For simplicity, let's call the size z-scores zx and the assessed value z-scores zy from now on. And let's graph zx vs. zy:
Compare this with the original scatterplot: the association looks exactly the same. The units have been scaled and shifted along each axis, but the relationships between the houses are unchanged. In particular, the strength of the association (the relative amount of scatter) appears to be exactly the same. (Keep that in mind for future reference, too.)
Now, let's try to find the "best" line that fits the z-score scatterplot. This line will have the form `hat(z_y) = m z_x + b` where m is the slope and b is the intercept. So the sum of the square of the residuals will be:
`sum (z_y - [mz_x + b])^2 = sum ([z_y - mz_x] - b)^2 = sum [(z_y - mz_x)^2 - 2b[z_y - mz_x] + b^2] = [sum(z_y-mz_x)^2] - 2b [sum z_y] +2bm [sum z_x] +[sum b^2]`
where we've use a bit of algebra. We know `sum z_y = 0` that and that `sum z_x` (remember those z-score facts from above) and the last term is just `b^2 + b^2 + cdots + b^2 = nb^2` .
So the sum of the squares of the residuals reduces to:
`[sum(z_y-mz_x)^2] + nb^2`
The first term is the sum of positive numbers (because they're all squared) and the second term depends only on n (the sample size, which is fixed) and b2, a positive number. To make this entire expression as small as possible, we need to have b = 0. So the intercept of the line in the z-score scatterplot is 0 and the equation for the line now looks like `hat(z_y) = mz_x`, and the sum of the squares of the residuals is:
`sum(z_y-mz_x)^2 = sum[z_y^2 - 2mz_x z_y + m^2 z_x^2] = sum[z_y^2] -2m[sum z_x z_y] + m^2 sum[z_x^2] = (n-1) - 2m [sum z_x z_y] +m^2(n-1) = (n-1)[m^2 -(2[sum z_x z_y])/(n-1) m +1]`
This last expression is (n-1), a fixed number, times a quadratic polynomial in m, which we can make as small as possible by finding the vertex of the associated parabola:
`m = -(B)/(2A) = -((-2[sum z_x z_y])/(n-1))/(2) = (sum z_x z_y)/(n-1)`
Whew! That's a lot of algebra. But it now tells us how to find the slope of the "best" line that fits the z-score scatterplot. We just have to multiply each zx by its corresponding zy, add those up, and divide by n−1.
size assess zx zy zxzy
1561 304.0 0.13 -0.13 -0.01763
1038 297.6 -1.38 -0.54 0.74075
1224 289.5 -0.84 -1.05 0.88188
1232 292.8 -0.82 -0.84 0.68739
1995 314.6 1.39 0.53 0.74055
1714 322.7 0.58 1.04 0.59970
1832 336.1 0.92 1.89 1.72861
1095 279.0 -1.22 -1.71 2.07610
2011 319.5 1.43 0.84 1.20752
1366 289.3 -0.43 -1.06 0.45751
1292 301.4 -0.65 -0.30 0.19204
1458 314.3 -0.17 0.51 -0.08542
2031 320.9 1.49 0.93 1.38771
1366 304.0 -0.43 -0.13 0.05770
Adding up all of the products in that last column, we get 10.65441, and finally we divide that by 13 to get: 0.81957
So the equation of the line is `hat(z_y) = 0.81957 z_x` and when we graph that with the z-score data we get:
which looks like it's better than any other line we could draw. Notice that because the intercept is 0, this line passes through the point where zx = 0 and zy = 0, which represents a house of average size and average assessed value. The slope of (approximately) 0.82 tells us that a house 1 size SD above the mean (zx = 1) is predicted to have an assessed value 0.82 assessed-value SDs above the mean.

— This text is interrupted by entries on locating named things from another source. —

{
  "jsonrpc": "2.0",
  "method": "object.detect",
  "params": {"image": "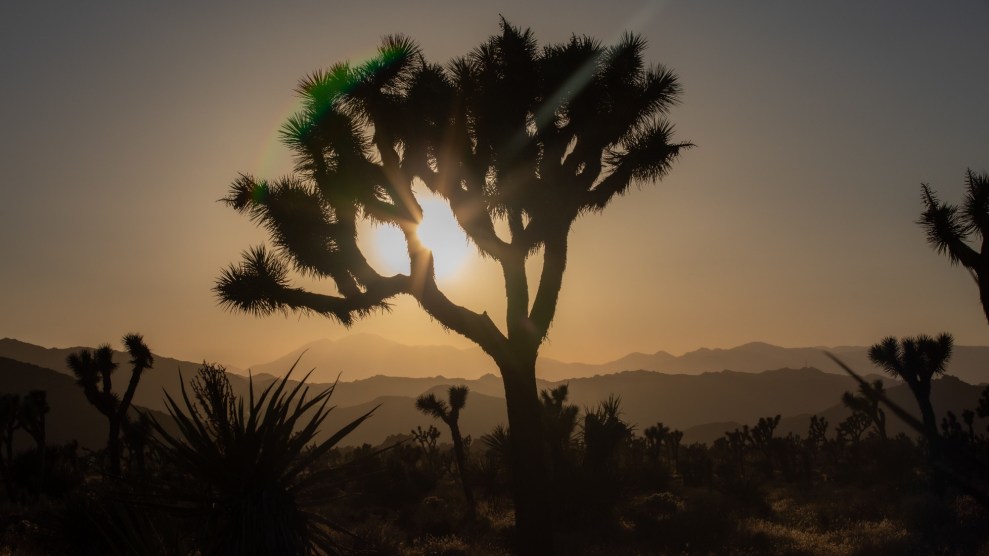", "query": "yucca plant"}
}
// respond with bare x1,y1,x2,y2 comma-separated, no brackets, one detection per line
152,361,374,554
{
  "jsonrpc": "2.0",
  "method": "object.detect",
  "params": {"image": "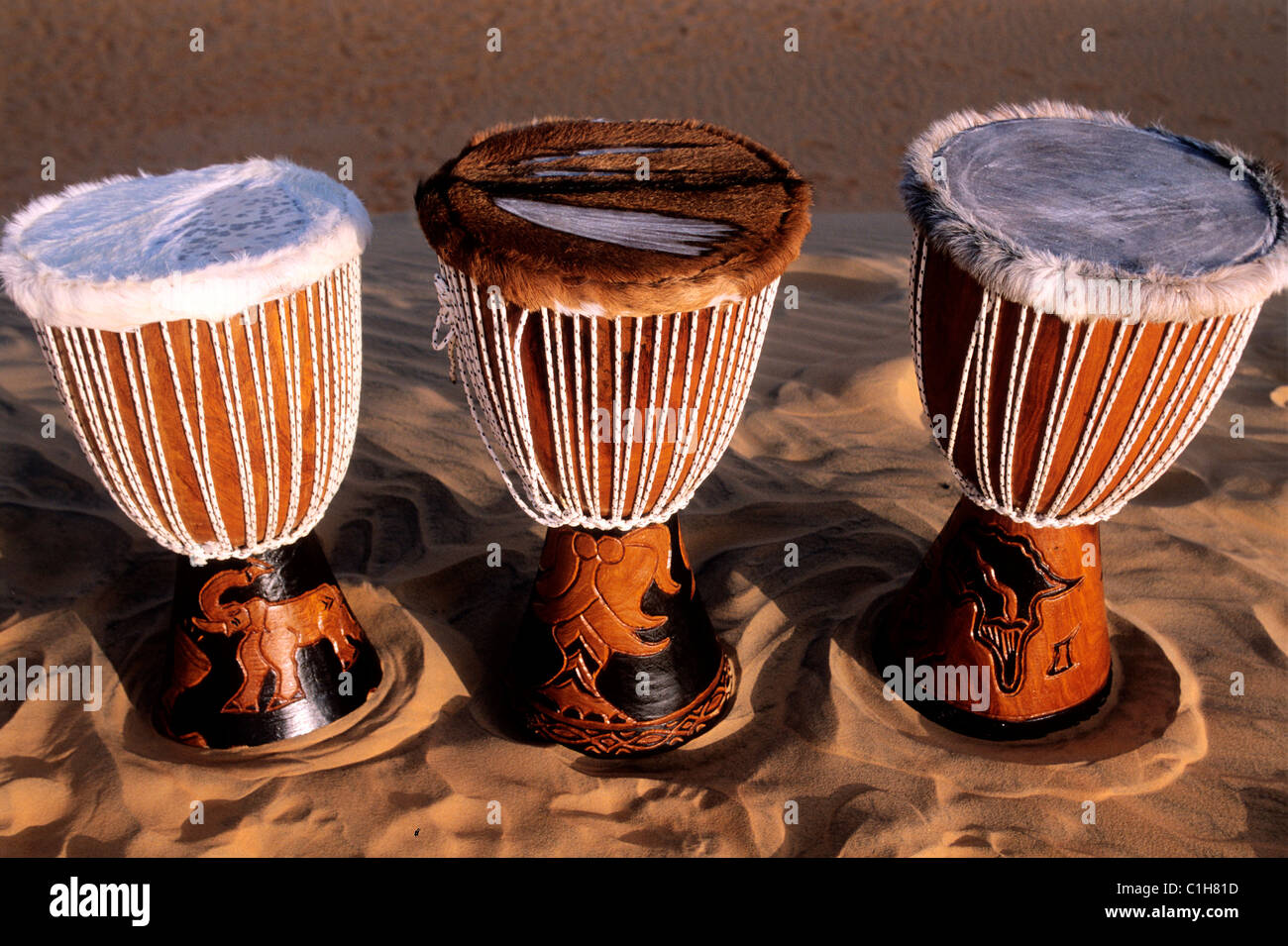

But we don't usually deal in z-scores when discussing real estate, so we need to convert this equation back into our regular units. We recall the z-score formula and write:
`(hat(y)-bar(y))/(s_y) = 0.82 ((x-bar(x))/(s_x)) => (hat(y)-306.12)/(15.89) = 0.82((x-1515.4)/(345.4)) => hat(y) = 0.82((15.89)/(345.4))(x-1515.4) + 306.12 => hat(y) = 0.038x+249`
In statistics, we usually write this line, which we call the regression line for the given data set, in the form `hat(y) = b_0 + b_1 x` where b0 is the intercept and b1 is the slope.